If Alberta retained private insurers but copied Manitoba’s no-fault system for claims, the average premium savings could be $385, the reports stated.
The level of savings, however, would depend on what allowances the Smith government makes for lawsuits to continue under the forthcoming reforms.
Industry sources say the province has explored options to allow some severe injury victims access to the courts, but there’s a pressure point for government: as such loopholes get wider, any premium reductions would likely get smaller.
Advocates of no-fault insurance say the system helps shorten and simplify the claim settlement process, as well.
While adjustments to the rate caps will drive prices higher this year, the bigger reforms to bring in no-fault will take longer to implement, industry sources said.

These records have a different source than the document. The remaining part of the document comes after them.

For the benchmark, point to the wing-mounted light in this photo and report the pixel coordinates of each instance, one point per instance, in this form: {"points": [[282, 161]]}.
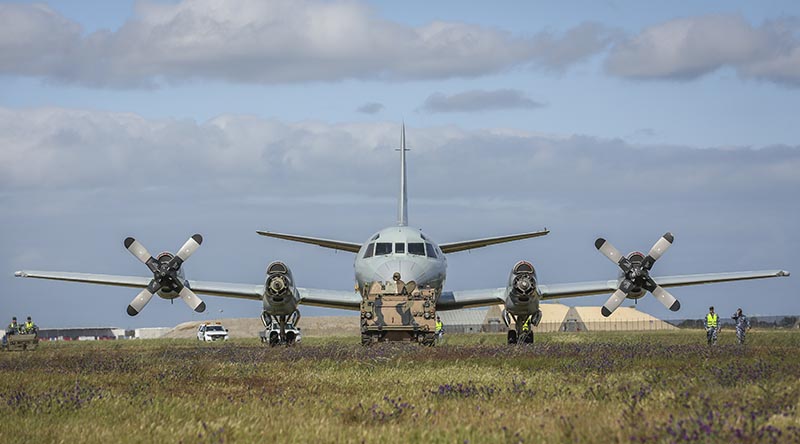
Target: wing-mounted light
{"points": [[167, 274], [636, 274]]}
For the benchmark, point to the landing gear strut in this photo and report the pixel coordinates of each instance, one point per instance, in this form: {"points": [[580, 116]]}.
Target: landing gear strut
{"points": [[523, 325], [280, 336]]}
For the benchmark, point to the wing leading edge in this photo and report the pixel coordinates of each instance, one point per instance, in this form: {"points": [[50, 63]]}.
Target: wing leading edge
{"points": [[558, 291], [243, 291], [479, 243], [327, 243], [454, 300], [348, 300]]}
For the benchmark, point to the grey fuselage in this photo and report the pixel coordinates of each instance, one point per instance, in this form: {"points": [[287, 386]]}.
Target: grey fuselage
{"points": [[404, 250]]}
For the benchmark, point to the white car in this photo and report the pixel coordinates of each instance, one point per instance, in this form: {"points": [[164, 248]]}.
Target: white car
{"points": [[212, 332]]}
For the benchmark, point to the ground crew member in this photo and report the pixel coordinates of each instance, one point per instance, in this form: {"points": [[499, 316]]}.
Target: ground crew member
{"points": [[13, 327], [742, 325], [712, 326], [29, 326]]}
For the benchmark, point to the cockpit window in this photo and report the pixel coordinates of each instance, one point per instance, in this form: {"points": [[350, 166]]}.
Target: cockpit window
{"points": [[431, 250], [417, 248], [368, 253], [383, 248]]}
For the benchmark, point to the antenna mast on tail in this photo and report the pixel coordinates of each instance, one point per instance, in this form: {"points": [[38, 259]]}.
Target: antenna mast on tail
{"points": [[402, 208]]}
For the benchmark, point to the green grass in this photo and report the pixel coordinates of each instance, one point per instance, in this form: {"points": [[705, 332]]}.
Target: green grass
{"points": [[583, 387]]}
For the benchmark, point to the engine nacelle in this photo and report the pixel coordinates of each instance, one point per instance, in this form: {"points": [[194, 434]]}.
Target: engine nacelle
{"points": [[169, 290], [522, 296], [634, 276], [280, 294]]}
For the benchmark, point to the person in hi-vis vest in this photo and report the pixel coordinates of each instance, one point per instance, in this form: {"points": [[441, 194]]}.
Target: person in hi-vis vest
{"points": [[712, 326]]}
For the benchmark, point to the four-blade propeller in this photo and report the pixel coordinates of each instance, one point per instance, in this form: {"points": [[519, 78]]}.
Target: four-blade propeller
{"points": [[166, 274], [636, 274]]}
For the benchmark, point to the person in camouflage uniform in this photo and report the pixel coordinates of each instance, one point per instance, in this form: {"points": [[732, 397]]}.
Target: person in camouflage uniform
{"points": [[742, 325]]}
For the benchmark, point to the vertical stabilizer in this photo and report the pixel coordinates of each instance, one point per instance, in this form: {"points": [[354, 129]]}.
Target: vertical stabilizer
{"points": [[402, 206]]}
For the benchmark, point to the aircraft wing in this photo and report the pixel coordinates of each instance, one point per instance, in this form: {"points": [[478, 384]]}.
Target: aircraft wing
{"points": [[327, 243], [244, 291], [557, 291], [454, 300], [478, 243], [347, 300]]}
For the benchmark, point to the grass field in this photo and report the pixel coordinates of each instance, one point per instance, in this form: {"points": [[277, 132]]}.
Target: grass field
{"points": [[584, 387]]}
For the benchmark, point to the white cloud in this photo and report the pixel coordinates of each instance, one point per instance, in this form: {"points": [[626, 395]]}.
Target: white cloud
{"points": [[74, 183], [55, 148], [276, 41], [479, 100], [691, 47], [371, 108]]}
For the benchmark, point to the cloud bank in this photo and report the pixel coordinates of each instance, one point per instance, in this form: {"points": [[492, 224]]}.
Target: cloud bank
{"points": [[479, 100], [74, 183], [266, 42], [688, 48]]}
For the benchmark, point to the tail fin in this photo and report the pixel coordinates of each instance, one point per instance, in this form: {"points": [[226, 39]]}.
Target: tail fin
{"points": [[402, 208]]}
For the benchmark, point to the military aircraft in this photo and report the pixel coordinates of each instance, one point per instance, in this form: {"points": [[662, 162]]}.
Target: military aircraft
{"points": [[403, 252]]}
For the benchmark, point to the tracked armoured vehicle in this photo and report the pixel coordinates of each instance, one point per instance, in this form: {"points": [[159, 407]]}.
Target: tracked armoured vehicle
{"points": [[20, 341], [398, 311]]}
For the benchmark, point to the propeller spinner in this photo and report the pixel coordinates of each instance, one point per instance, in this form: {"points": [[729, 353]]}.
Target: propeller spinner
{"points": [[636, 274], [165, 274]]}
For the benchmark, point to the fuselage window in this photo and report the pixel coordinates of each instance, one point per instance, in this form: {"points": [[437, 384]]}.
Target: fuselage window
{"points": [[368, 253], [431, 250], [383, 248], [417, 248]]}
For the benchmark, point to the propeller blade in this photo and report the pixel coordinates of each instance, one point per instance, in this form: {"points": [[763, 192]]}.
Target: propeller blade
{"points": [[613, 303], [659, 248], [192, 300], [667, 299], [612, 253], [138, 303], [190, 247], [138, 250]]}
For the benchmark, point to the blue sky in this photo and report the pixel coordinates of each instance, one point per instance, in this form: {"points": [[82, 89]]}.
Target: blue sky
{"points": [[620, 119]]}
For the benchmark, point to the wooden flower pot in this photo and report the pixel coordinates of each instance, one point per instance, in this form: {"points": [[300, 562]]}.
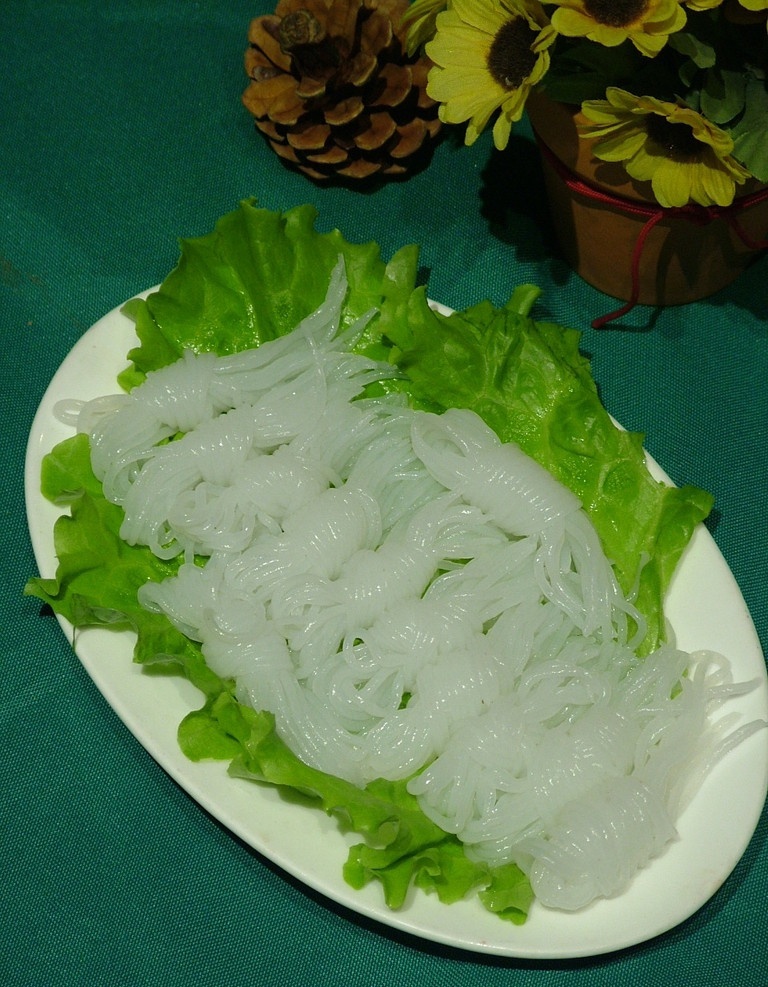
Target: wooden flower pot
{"points": [[615, 235]]}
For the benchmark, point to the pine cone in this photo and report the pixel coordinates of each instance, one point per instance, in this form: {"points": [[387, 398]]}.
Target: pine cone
{"points": [[334, 91]]}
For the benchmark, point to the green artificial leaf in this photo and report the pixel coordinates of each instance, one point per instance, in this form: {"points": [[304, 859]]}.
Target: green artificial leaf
{"points": [[722, 95], [702, 53], [750, 145]]}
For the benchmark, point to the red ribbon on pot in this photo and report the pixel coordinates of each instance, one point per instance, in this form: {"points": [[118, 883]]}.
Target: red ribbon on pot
{"points": [[699, 215]]}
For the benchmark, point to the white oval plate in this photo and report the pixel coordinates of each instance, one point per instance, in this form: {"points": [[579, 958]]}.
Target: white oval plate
{"points": [[705, 607]]}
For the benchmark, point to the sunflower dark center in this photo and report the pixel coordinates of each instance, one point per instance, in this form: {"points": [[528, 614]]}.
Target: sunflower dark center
{"points": [[676, 140], [615, 13], [510, 59]]}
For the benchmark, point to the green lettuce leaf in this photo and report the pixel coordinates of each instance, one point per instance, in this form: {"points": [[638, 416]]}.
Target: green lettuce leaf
{"points": [[253, 278], [530, 383]]}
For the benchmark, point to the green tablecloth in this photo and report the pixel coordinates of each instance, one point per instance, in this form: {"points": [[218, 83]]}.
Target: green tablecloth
{"points": [[121, 129]]}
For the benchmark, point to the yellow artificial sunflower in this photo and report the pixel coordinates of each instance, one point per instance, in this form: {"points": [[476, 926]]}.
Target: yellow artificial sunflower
{"points": [[646, 23], [684, 156], [487, 55], [702, 4]]}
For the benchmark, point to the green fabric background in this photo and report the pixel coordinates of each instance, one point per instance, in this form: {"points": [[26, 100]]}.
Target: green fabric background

They will require provincial legislation next spring or autumn, as well as a bevy of new regulations and systems of devising injury benefits.
On top of that, insurance companies would need one or two years to implement these changes, Aaron Sutherland, vice-president of the Insurance Bureau of Canada, told CBC News.
But flexibility to hike rates must come sooner, he said.
Three auto insurers have pulled out of the province in the last two years. The latest report by the provincial superintendent of insurance shows the once reliably profitable sector has been showing severe strain.
“While there was overall profitability, the superintendent estimates that roughly one-third of the 67 automobile insurers that wrote Alberta business in 2023 lost money on Alberta automobile insurance,” the report stated.
The office forecast “this worsening trend in automobile insurance to continue through 2024,” thanks to continuing costs and the provincial rate cap.
‘Ball is in their court’
Sutherland said litigation and higher vehicle repair bills have driven up the cost of providing insurance, as has the health levy the government applies to cover medical costs.
“When the cost is growing at double digits, but you’re only allowed to increase the price at 3.7 per cent, you’re going to run into challenges,” he said.
Even Intact, the largest auto insurer in Alberta, has expressed concern about pursuing further business in a rate-capped environment.
“Every month where you’re in a position where there’s more inflation than the cap, our own appetite in this province is reducing — I would say at a pretty good speed at this stage,” Intact Financial CEO Charles Brindamour said in a corporate earnings call in July.
“We think there are very clear solutions on the table. We shared those with the government. The ball is in their court.”